La enfermedad, como la muerte, es «el salario del pecado» (Rom 6,23).  Por lo que no hay más nexo causal directo entre la santidad de un individuo y su buena salud, ni entre el pecado del mundo y la enfermedad que golpea a unos y perdona a otros. En consecuencia hay que admitir que así como la enfermedad participa del pecado sin derivarse de él mecánicamente («¿Es él que ha pecado o sus padres?…ni él ni sus padres, Jn 9,2-3), la curación es una gracia de Dios que atestigua que Él quiere para el hombre la vida,  pero no que necesariamente un beneficiario es más digno que otro. «Ni él ni sus padres han pecado, esto sucede para que se manifiesten en él las obras de Dios» (Jn 9,3).

Esta constatación abre la puerta a una forma radicalmente nueva de vivir la enfermedad: ella es el lugar paradojal de una entrada en la soledad y al mismo tiempo de una novedosa luz sobre la solidaridad con los hermanos humanos que son víctima de las consecuencias del pecado, sin ser sin embargo más pecadores que aquellos que resultan exceptuados. A partir de esto el justo  «vislumbra que el sufrimiento puede también tener un sentido redentor por los pecados de los otros»[8].  Precisemos: el sufrimiento ofrecido. Pero ofrecido ¿en qué sentido?  ¿Cómo lo negativo,  lo que disminuye la vida y la esperanza de sobrevivir, puede ser transformado por el que lo sufre en materia de donación?

Observemos que una de las paradojas de la enfermedad es la de otorgar al que la padece la posibilidad de mirar al mundo del lado correcto. Se siente muy fuertemente en Lourdes viendo a los enfermos situados en primer plano,  mientras que en todos lados se los relega al último, hay gran preocupación por esconder la enfermedad. ¿Lourdes es entonces el mundo al revés? A menos que a la inversa sea el mundo puesto al derecho: la enfermedad se vuelve epifanía de la verdadera condición humana a la que se acerca el Cristo Jesús que «ha tomado nuestras debilidades y se ha hecho cargo de nuestras enfermedades» (Mt 8, 17), como si quisiera llegar a dejar contaminarse por ellas. Viendo a los enfermos yo mismo tomo conciencia de que mi buena salud no es más que un engaño, un espejo del que me sirvo para tranquilizarme fácilmente y evitar mirar a mi semejante sufriente que me dice silenciosamente que estoy delante de Dios.

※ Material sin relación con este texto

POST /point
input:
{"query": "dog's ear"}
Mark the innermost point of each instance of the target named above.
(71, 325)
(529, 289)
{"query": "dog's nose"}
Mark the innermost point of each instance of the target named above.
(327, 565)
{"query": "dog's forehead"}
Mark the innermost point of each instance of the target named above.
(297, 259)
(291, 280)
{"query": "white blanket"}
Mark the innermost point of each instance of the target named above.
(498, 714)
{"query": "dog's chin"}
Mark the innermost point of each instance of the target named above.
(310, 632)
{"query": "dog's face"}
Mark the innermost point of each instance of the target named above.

En Lourdes y en otros lugares donde la enfermedad no es negada ni disimulada, el enfermo no aparece más como un hombre potencialmente sano (en tal caso la enfermedad no sería más que un paréntesis en una condición humana en la que el estado normal sería la salud),  sino un hombre al que se le da, en su enfermedad, un status propio en el seno de la comunidad de la que es miembro. El enfermo ve que se le asigna en la Iglesia un lugar específico, que resulta ser el lugar más relevante.  También existe una profunda relación entre dar prioridad a la enfermedad y a los enfermos,  y honrar la cruz de Cristo «que ha hecho del mundo un crucificado por mí, y de mí un crucificado por el mundo» (Gál 6,14)  – «por mí», «por el mundo»  significando  “a los ojos de»,  pero puede ser más aun «en beneficio, en favor de».

 

Del buen uso de las enfermedades.

Estas consideraciones nos llevan a la  admirable oración de Pascal  Para pedir a Dios el buen uso de las  enfermedades. En este opúsculo la enfermedad aparece de entrada como un lugar de revelación, en tanto que ella anticipa la muerte y el juicio, es decir el momento en que brillará la verdad definitiva sobre las almas. De aquí que, ¿cómo el estado de enfermedad que posibilita la revelación no sería una gracia insigne, aquella en que Dios favorece al pecador para que se convierta mientras haya tiempo? “Has querido preservarme de ese día terrible, destruyendo en lo que a mí respecta todas las cosas (a las que me había apegado), dado el debilitamiento al que me has reducido”[9]. La encrucijada es, pues, sacar el mejor partido de esta anticipación misericordiosa: “Tú me envías ahora una especie de muerte para ejercer tu misericordia, antes de que me enviaras la muerte para ejercer vuestro juicio”[10].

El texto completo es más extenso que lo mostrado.